Optimizing Multitask Industrial Processes with Predictive Action Guidance
Naval Kishore Mehta, Arvind, Shyam Sunder Prasad, Sumeet Saurav, Sanjay Singh
TL;DR
This work tackles real-time egocentric action anticipation in dynamic industrial environments by coupling a Multi-Modal Transformer Fusion and Recurrent Units (MMTF-RU) with an Operator Action Monitoring Unit (OAMU) to provide proactive guidance and anomaly prevention. The MMTF-RU fuses multimodal signals through a Cross-Modality Fusion Block and uses a GRU decoder to predict the next action, verb, and noun, while the OAMU leverages a Markov-chain reference graph and an entropy-informed score to detect deviations and suggest corrective steps.

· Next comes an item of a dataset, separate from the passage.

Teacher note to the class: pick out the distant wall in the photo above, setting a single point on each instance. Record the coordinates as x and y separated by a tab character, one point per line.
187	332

A novel Time-Weighted Sequence Accuracy (TWSA) metric assesses operator efficiency and adherence to optimal task sequences. Validations on Meccano and EPIC-Kitchens-55 show state-of-the-art or competitive performance for action anticipation, with robust operator guidance and anomaly prevention that enhance reliability and efficiency in industrial assembly workflows.
Abstract
Monitoring complex assembly processes is critical for maintaining productivity and ensuring compliance with assembly standards. However, variability in human actions and subjective task preferences complicate accurate task anticipation and guidance. To address these challenges, we introduce the Multi-Modal Transformer Fusion and Recurrent Units (MMTFRU) Network for egocentric activity anticipation, utilizing multimodal fusion to improve prediction accuracy. Integrated with the Operator Action Monitoring Unit (OAMU), the system provides proactive operator guidance, preventing deviations in the assembly process. OAMU employs two strategies: (1) Top-5 MMTF-RU predictions, combined with a reference graph and an action dictionary, for next-step recommendations; and (2) Top-1 MMTF-RU predictions, integrated with a reference graph, for detecting sequence deviations and predicting anomaly scores via an entropy-informed confidence mechanism. We also introduce Time-Weighted Sequence Accuracy (TWSA) to evaluate operator efficiency and ensure timely task completion. Our approach is validated on the industrial Meccano dataset and the largescale EPIC-Kitchens-55 dataset, demonstrating its effectiveness in dynamic environments.